An offer for sale with data of more than 700 million – and thus almost all – users of the platform LinkedIn, which has been in a hacker forum since the beginning of last week, is still active. This was revealed by a contact made by heise Security with the seller "Tom Liner" on today’s Wednesday: For 5000 US dollars as a basis for negotiation he still offers information about LinkedIn users, not all of which is publicly available on the user profiles.

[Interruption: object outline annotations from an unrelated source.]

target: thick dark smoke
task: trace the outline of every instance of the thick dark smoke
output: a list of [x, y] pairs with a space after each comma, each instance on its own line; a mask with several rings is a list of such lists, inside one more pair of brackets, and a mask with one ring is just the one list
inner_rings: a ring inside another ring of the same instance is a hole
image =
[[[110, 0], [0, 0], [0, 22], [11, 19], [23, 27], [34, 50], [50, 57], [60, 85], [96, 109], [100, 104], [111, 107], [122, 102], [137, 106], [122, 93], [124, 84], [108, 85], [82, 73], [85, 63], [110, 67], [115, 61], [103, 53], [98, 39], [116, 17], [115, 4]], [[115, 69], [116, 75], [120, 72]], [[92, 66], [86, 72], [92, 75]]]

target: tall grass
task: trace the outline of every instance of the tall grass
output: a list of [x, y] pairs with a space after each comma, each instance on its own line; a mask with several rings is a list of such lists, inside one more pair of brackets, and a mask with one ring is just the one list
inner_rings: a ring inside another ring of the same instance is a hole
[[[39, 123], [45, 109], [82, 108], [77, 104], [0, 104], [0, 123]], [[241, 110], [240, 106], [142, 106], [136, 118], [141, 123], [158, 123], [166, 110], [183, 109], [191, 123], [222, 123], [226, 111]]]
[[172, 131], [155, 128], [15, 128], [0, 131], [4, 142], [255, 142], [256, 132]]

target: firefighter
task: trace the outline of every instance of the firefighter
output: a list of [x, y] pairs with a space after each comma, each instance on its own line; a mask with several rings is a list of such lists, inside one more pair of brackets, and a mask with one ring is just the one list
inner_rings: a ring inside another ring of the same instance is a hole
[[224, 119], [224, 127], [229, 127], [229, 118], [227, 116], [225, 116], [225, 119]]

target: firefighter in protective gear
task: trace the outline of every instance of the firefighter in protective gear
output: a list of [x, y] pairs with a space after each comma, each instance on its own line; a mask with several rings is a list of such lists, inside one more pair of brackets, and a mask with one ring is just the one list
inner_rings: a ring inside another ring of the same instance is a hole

In an official statement LinkedIn has denied a leak in the classical sense as well as possible vulnerabilities in a LinkedIn API. The data had been obtained only through so-called "Scraping" collected from public user profiles. All non-publicly viewable data in the offer is said to come from other sources.
A detailed report on the incident was already published by heise Security yesterday (Tuesday). Among other things, we had also published a sample by Tom Liner in this context "sample" with over 400 user records under the microscope, which included full names, email and postal addresses, location data, phone numbers, as well as LinkedIn usernames and profile URLs, as well as information on the gender, personal and professional history and other social media accounts of the respective users.
The salesman (or. a deputy bot) also preserves discounts if required.
Official statements: No data leak, no API access
Shortly after the first announcement was made, LinkedIn ied a statement in German saying that the data included in Tom Liner’s offer, which is not public on LinkedIn, does not come from the platform but from other sources. Today, Wednesday, a LinkedIn spokesperson reiterated to heise Security that this was not a data leak (at least not at LinkedIn), but rather an "an accumulation of data from numerous sources, including some data tapped from LinkedIn". He also referenced a publicly available English-language LinkedIn statement.
to the platform’s team "RestorePrivacy" TomLiner had claimed to have improperly tapped into a LinkedIn API to crawl for data uploaded by users of the network. This could not be, the LinkedIn spokesperson stressed when asked: "LinkedIn does not have an API that could provide all of these types of data. We verified through sample analysis that several specific fields such as phone number, gender, derived salary and physical address in this dataset did not originate from LinkedIn."